As it turned out, Kinsler made a great over-the-shoulder catch and spun to double off Freddy Sanchez off second base for an inning-ending double play. But Guerrero showed his early temerity in right. Look for a defensive replacement such as David Murphy by the sixth or seventh innings.

Tim Lincecum's early reliance on his slider -- a pitch he's had success with but only added about a month ago -- got him in early trouble. Then, so too did his absentmindness.

Elivs Andrus and Vladimir Guerrero each singled on the slider, and Lincecum fell behind in the count to Michael Young, whom he walked, with a slider. Later in the inning, Nelson Cruz grounded back to Lincecum, who chased Young back to third base but never threw the ball to the base, apparently thinking the trail runner would also be there for an easy tag-out of one or the other. Instead, Young retreated safely.

As much talk as there's been about the Rangers' running game, Andrus, whose single led off the game, oddly didn't run until the full-count pitch that walked Young, even though Lincecum had allowed 27-of-30 baserunners to steal successfully this season. Lincecum, however, escaped with allowing only one run after Ian Kinsler grounded into an inning-ending double play.

4:53 p.m. The loudest cheers during pregame introductions went to Giants Brian Wilson, Buster Posey, Cody Ross, Aubrey Huff, Juan Uribe, Tim Lincecum and, yes, Rangers catcher Bengie Molina, whom San Francisco traded to Texas in July. (For having played for both teams this season, Molina will receive a World Series ring no matter who wins.)

And because this is a knowledgeable fan base, lefty specialist Javier Lopez -- who shutdown Phillies Chase Utley and Ryan Howard in the late innings of the NLCS -- received his notable ovation. His mission in the World Series will be to neutralize Texas' ALCS MVP, Josh Hamilton, the lefty slugger who won his league's batting title this season.

After a rousing national anthem from Grammy winner John Legend, we are a few minutes from first pitch.

4:28 p.m.
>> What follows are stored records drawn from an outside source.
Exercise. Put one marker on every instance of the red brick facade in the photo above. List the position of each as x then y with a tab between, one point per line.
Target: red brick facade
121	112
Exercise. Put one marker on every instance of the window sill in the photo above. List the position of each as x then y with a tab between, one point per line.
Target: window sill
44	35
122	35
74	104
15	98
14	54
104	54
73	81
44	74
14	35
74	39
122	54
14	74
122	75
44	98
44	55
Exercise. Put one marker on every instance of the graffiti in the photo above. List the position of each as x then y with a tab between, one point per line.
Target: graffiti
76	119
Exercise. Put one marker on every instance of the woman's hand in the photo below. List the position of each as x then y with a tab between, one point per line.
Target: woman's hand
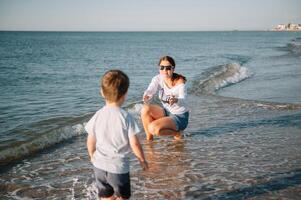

From kayaks to yachts, McCovey's Cove if full, and the seating in the rest of AT&T Park is well on its way on a pleasant late afternoon in the Bay Area.

Giants Hall of Famers Orlando Cepeda, Monte Irvin, Juan Marichal, Willie Mays, Willie McCovey and Gaylord Perry will soon be congregating on the mound for a ceremonial first pitch, but the stars who will follow them to the hill that are the story of tonight's World Series Game 1.

Cy Young winners Cliff Lee of the Rangers and Tim Lincecum of the Giants are set to duel. Lee's team has won all eight of his career postseason starts; Lincecum is 1-1 in three starts in his first playoffs, but included in that was a complete-game, two-hit 14-strikeout shutout in this ballpark during a NLDS Game 1 win over the Braves.

Asked on Tuesday what makes the Giants' lineup dangerous, Lee responded, "I think they're dangerous because they've got really good pitching." Translation: their offense is not dangerous.

Then again, Lee's truth serum wasn't limited to subtle digs at his opponent. When offered a softball question about why Ron Washington is a good manager, "When you've got a team like this, you'd have a hard time screwing that up, to be honest with you, at least offensively," Lee said. "... I feel like I could fill that lineup every day and throw it out there." Well then.

Now Washington will match wits with Giants skipper Bruce Bochy, whose lineup hunches and double-switch expertise have helped his club advance this far despite a meager offense.

So begins the first World Series fully west of the Mississippi since the Giants' last appearance in the Fall Classic, in this park in 2002.